Les membres employeurs ont remercié le gouvernement pour les informations qu’il a fournies. Selon lui, il est nécessaire de prier le gouvernement de prendre, sans délai, les mesures ci-après: i) en consultation avec les partenaires sociaux et les peuples concernés, traduire dans la législation interne le droit de consultation qui est énoncé dans la convention no 169; ii) donner des informations sur les progrès accomplis dans le processus de délivrance de titres fonciers aux peuples indigènes, en indiquant de manière détaillée les zones géographiques octroyées; et iii) donner des informations sur le programme visant à engager davantage d’inspecteurs du travail dans les régions productrices de café et dans les régions misquita, ainsi que sur les résultats de ce programme en ce qui concerne l’amélioration des conditions de travail des peuples indigènes dans ces régions.

Conclusions

La commission a pris note des informations fournies par le représentant gouvernemental et de la discussion qui a suivi sur les points soulevés par la commission d’experts.
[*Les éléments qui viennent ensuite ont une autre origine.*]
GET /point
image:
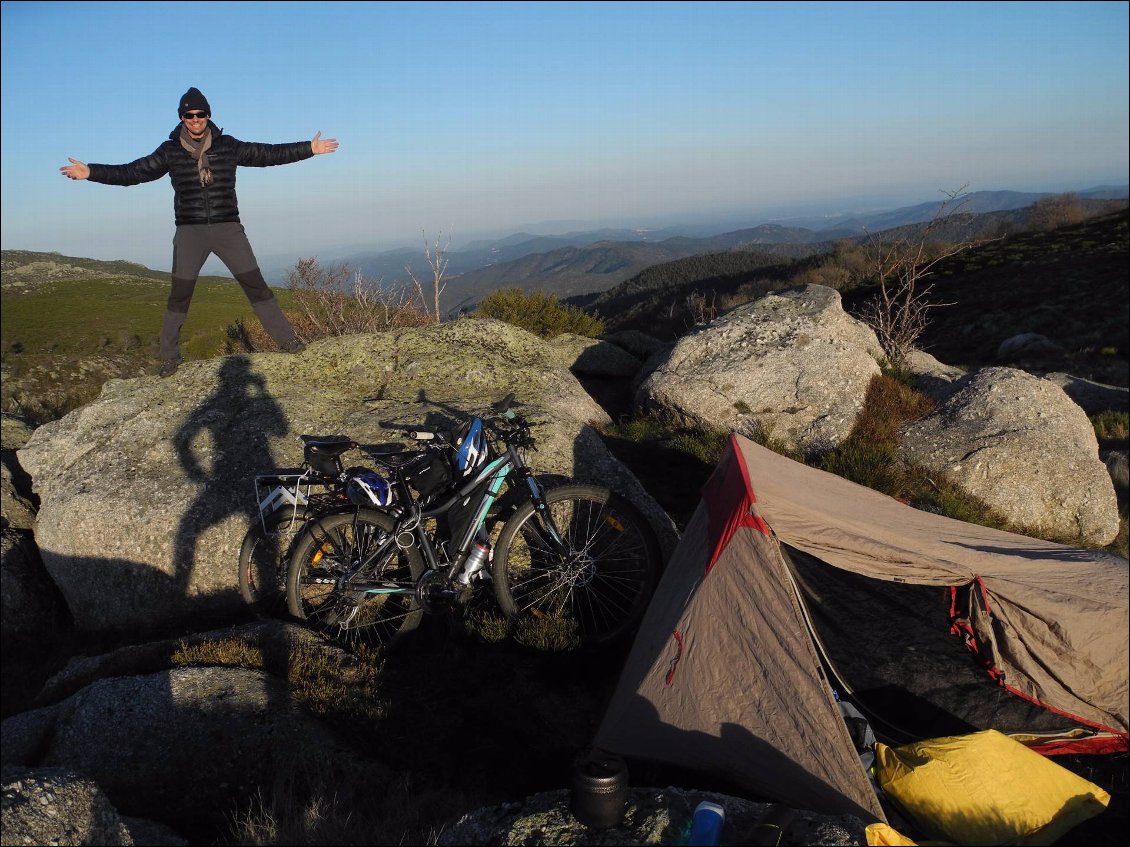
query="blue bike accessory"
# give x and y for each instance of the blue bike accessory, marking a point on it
(470, 446)
(368, 489)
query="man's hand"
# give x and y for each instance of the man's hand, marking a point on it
(79, 171)
(319, 145)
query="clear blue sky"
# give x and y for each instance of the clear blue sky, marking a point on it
(476, 118)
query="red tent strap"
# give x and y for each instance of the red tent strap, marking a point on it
(962, 628)
(678, 655)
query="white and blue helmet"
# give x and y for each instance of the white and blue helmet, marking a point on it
(368, 489)
(470, 446)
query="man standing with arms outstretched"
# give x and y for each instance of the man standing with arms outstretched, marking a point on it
(200, 162)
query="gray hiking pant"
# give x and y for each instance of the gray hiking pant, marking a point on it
(191, 247)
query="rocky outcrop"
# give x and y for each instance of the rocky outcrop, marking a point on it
(16, 505)
(1020, 445)
(184, 744)
(29, 602)
(792, 364)
(55, 805)
(593, 357)
(1092, 396)
(639, 343)
(652, 815)
(147, 491)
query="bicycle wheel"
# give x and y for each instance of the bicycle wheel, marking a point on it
(263, 558)
(337, 550)
(603, 578)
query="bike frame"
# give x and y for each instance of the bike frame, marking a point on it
(489, 480)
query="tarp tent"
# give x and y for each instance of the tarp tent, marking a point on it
(787, 574)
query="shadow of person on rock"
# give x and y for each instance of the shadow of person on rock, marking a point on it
(222, 446)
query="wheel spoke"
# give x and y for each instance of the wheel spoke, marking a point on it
(603, 577)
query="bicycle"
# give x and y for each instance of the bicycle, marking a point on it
(287, 499)
(577, 552)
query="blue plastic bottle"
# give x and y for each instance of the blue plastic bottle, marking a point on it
(706, 824)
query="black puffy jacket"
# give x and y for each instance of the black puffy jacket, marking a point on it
(192, 202)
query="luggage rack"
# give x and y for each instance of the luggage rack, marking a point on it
(292, 489)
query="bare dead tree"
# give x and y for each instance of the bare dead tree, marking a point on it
(436, 256)
(900, 312)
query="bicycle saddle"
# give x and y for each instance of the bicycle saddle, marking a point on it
(330, 445)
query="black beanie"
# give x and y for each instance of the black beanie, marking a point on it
(192, 101)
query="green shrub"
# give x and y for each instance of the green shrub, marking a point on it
(1111, 426)
(539, 313)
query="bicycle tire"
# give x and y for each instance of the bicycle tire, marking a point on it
(606, 579)
(263, 558)
(327, 547)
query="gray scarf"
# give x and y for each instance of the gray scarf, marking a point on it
(199, 151)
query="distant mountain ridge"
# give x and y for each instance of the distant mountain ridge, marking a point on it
(579, 270)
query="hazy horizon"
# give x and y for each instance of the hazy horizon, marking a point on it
(480, 120)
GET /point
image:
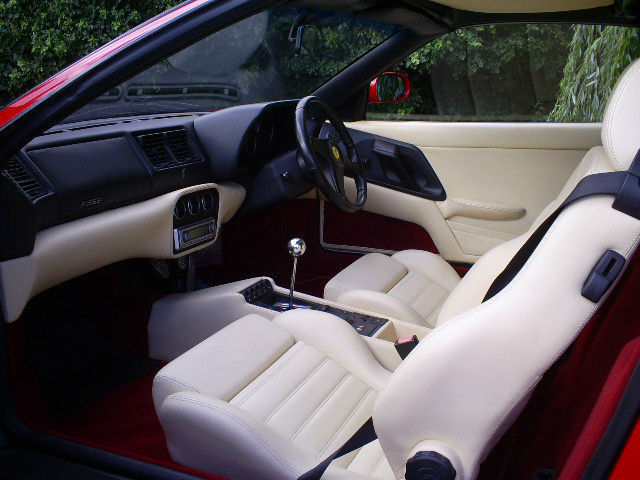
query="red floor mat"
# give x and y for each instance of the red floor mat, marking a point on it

La commission a exprimé sa préoccupation devant l’absence de progrès en ce qui concerne la nécessité de réglementer la question des consultations préalables.

Prenant en compte la discussion qui a eu lieu sur ce cas, la commission a prié instamment le gouvernement de:

  • - assurer la mise en œuvre de la convention dans un climat de dialogue et de compréhension exempt de violence;
  • - réglementer sans délai, en concertation avec les partenaires sociaux, conformément à l’article 6 de la convention no 169, les conditions requises des consultations des peuples autochtones de sorte que ces dernières soient menées de bonne foi et sous une forme appropriée aux circonstances, en vue de parvenir à un accord ou d’obtenir un consentement au sujet des mesures envisagées. A cette fin, le gouvernement peut se prévaloir de l’assistance technique du BIT;
  • - informer la commission d’experts, à sa prochaine session, des progrès réalisés dans la mise en œuvre de la convention, en droit et dans la pratique, notamment la loi générale minière.

Le représentant gouvernemental a pris note des conclusions et des recommandations de la commission, qui seront communiquées au plus haut niveau de l’Etat en vue d’une prompte mise en œuvre.